Emploi : la solution se trouve dans les territoires
Pour l’ancien patron de Sanofi, il n’y a pas de doute : la lutte contre le chômage doit avoir lieu dans les territoires.
« Surtout, tout doit être « fléché » vers la création d’emplois. On ne peut pas se permettre de laisser 10 % de la population sans travail dans notre pays. Toutes ces questions nous ramènent d’ailleurs aux PME, car nos grandes entreprises ont perdu le contact avec le territoire. […]
Il faut donc agir au niveau régional et même au niveau du bassin d’emploi. Aujourd’hui les grands patrons de région en font mille fois plus pour l’industrie que l’État. […] L’industrie doit surtout servir à créer des emplois. »
La coopération au sein des filières, clé de la compétitivité et de l’emploi
Selon lui, l’avenir de l’emploi réside dans la coopération des PME, dans les régions et au sein des filières :
« Quand vous travaillez filière par filière, les réponses sont extraordinairement opérationnelles. […] C’est pour cela que nous nous sommes organisés avec tous ces comités de filières. »

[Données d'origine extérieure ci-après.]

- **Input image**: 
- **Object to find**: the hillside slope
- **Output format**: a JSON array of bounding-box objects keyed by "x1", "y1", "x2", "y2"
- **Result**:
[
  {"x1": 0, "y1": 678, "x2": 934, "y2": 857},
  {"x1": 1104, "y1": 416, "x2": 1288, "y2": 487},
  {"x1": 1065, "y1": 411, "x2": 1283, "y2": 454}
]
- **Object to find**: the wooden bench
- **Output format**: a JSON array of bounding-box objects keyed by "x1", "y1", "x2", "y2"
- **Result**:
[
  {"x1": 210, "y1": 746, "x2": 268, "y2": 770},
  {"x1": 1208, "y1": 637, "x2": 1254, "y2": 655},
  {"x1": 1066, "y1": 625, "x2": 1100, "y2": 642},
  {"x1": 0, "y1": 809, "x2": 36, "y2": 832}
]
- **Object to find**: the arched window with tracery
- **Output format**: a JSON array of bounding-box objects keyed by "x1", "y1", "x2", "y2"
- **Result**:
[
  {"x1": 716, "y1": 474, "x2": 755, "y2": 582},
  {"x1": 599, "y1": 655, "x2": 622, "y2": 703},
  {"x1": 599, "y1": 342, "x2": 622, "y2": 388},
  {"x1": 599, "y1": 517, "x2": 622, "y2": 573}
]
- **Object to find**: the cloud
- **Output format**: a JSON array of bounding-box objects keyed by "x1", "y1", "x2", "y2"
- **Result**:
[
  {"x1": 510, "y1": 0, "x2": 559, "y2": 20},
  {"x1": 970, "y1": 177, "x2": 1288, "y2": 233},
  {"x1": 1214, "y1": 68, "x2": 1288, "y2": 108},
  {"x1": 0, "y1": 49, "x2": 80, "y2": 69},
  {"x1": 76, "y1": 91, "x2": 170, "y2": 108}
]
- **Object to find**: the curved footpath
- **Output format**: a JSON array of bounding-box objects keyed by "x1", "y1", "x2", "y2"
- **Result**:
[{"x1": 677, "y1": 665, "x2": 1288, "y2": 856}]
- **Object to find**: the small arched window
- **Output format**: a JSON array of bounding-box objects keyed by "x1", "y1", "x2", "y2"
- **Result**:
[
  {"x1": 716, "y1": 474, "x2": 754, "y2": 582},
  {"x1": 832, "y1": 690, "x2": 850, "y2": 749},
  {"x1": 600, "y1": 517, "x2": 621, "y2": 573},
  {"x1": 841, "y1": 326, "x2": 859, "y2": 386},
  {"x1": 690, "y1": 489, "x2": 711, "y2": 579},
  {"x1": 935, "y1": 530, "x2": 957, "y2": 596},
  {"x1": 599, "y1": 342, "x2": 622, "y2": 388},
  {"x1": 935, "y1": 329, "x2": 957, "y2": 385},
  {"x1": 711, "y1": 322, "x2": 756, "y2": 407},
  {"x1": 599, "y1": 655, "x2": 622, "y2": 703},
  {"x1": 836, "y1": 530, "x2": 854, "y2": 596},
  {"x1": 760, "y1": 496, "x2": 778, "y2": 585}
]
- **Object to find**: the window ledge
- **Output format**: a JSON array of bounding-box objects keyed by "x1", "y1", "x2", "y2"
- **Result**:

La proximité « charnelle » serait, selon lui, un moyen de protéger l’emploi :
« Dans une petite entreprise, ce n’est pas facile pour le patron de virer des gens qu’il connaît tous personnellement. Du haut d’une tour de La Défense, c’est plus simple. Les patrons de grands groupes sont très mobilisés sur l’international. Il faut qu’ils aient des godasses sacrément tricolores – c’est mon cas – pour vouloir créer de l’emploi ici, payer des impôts en France. »
C’est l’une des raisons pour lesquelles il plaide pour un soutien actif aux PME et aux entreprises de taille intermédiaire (ETI), trop peu nombreuses en France, et leur coopération active au sein des comités de filière :
« Il faut agir. Financer et aider les filières à se structurer en regroupant des entreprises. C’est ce qu’essaie de faire le FSI. Certes, il ne faut pas se leurrer : mes amis décolleteurs de la vallée de l’Arve, qui sont formidables, ne sont pas forcément prêts à se regrouper.
L’intérêt de la CNI, dont nous allons accentuer la régionalisation l’an prochain, c’est de permettre aux gens de se parler. Ils s’aperçoivent qu’ils ont les mêmes problèmes et doivent travailler ensemble, notamment à l’export. Un petit groupe d’entreprises de la région lyonnaise a ainsi ouvert un bureau commun de prospection à Singapour. »
Des propos qui font écho à ceux de Ludivine Calamel, chercheuse spécialisée dans la gestion territoriale des emplois et des compétences.
« Il ne suffit pas de signer des chartes. Il faut des gens sur le terrain, avec des programmes concrets. »
Jean-François Dehecq insiste, enfin, sur l’urgence du passage à l’acte :
« Il faut agir. Il ne suffit pas de signer des chartes. Il faut de la mutualisation inter-entreprises. Il faut des gens sur le terrain, avec des programmes concrets. »
Il conclut en annonçant les chantiers prioritaires de la CNI : la formation et l’emploi, les aides publiques et leur efficacité réelle.